Los genocidios, las masacres, los atentados recurrentes de la sociedad contra los ecosistemas naturales, la delincuencia y toda suerte de intolerancia individual y familiar, con enfoque de género, raza y exclusión, entre otras manifestaciones, resumen nuestra personalidad compleja, creativa y prolífica.
El bandidaje, por ejemplo, se ha extrapolado a todas las instancias de la vida pública y la administración del Estado (no sólo en Colombia, mire usted), la corrupción y el facilismo se han impuesto como formas de vida en la sociedad, son hechos incontrovertibles, causa y consecuencia de la guerra violenta y cotidiana.

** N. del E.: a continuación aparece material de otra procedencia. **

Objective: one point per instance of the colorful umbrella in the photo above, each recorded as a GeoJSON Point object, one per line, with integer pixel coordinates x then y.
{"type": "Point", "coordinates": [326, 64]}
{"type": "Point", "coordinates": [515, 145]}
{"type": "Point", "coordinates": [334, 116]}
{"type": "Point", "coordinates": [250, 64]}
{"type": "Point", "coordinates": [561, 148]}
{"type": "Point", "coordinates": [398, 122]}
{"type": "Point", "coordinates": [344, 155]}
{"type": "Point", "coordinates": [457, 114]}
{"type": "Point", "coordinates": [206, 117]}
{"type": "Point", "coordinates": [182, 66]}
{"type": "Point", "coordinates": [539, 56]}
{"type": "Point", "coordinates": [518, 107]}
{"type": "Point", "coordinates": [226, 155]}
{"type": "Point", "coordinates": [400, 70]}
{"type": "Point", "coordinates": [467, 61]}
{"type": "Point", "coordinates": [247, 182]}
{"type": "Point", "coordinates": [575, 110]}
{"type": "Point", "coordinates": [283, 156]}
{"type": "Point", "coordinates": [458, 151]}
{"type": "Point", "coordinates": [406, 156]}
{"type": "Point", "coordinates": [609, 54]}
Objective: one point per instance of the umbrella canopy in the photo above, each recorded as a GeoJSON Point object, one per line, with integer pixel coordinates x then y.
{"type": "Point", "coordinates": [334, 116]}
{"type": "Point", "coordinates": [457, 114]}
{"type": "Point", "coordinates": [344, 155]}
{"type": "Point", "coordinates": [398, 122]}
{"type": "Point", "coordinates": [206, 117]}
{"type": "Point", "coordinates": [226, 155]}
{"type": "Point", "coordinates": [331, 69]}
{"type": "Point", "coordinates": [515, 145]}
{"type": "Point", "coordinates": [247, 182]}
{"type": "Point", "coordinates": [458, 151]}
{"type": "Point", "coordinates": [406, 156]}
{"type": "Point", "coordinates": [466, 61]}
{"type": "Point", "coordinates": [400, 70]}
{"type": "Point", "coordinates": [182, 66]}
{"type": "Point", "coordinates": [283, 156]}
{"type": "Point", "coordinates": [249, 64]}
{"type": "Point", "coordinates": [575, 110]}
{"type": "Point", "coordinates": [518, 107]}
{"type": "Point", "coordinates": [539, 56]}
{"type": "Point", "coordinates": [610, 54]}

La nacionalidad esta enormemente respaldada por leyes y normas que a la postre (y como postre) se han constituido en el gran registro escrito de una “catarsis colectiva” que denota un afán imaginario por no perder el horizonte ni la razón. Los imaginarios han sido, a la sazón, nuestro poderoso punto de apoyo: Queremos creer que las normas y los procedimientos jurídicos son suficientes por sí mismos y per sé.
Curiosamente, lo incomparable con otras culturas es la identidad de los pueblos, así que sólo nos queda buscar soluciones en nuestra propia organización y esencia, quizá construyendo oportunidades y auto reconociéndonos como lo insinuaron Zarathushtra, Kant y otros pensadores, buscando ser autónomos, diferentes y libres.
Invito a todos los colombianos y a los “no – colombianos” a que lean y estudien una lamentable e imborrable faceta de nuestro lado oscuro y sinuoso que nos presenta la Universidad Nacional: “la memoria histórica de nuestra propia guerra e identidad”.
Sus recomendaciones reafirman que el problema de la paz desborda los estrechos marcos
de la guerra político – militar, y que la paz es sencillamente un derecho inalienable de los pueblos.
Terminaría (transitoriamente) haciéndome cómplice de Carlos Fuentes (Mexicano) “No hay un solo país inocente, no hay una sola cultura inocente”. Vea usted.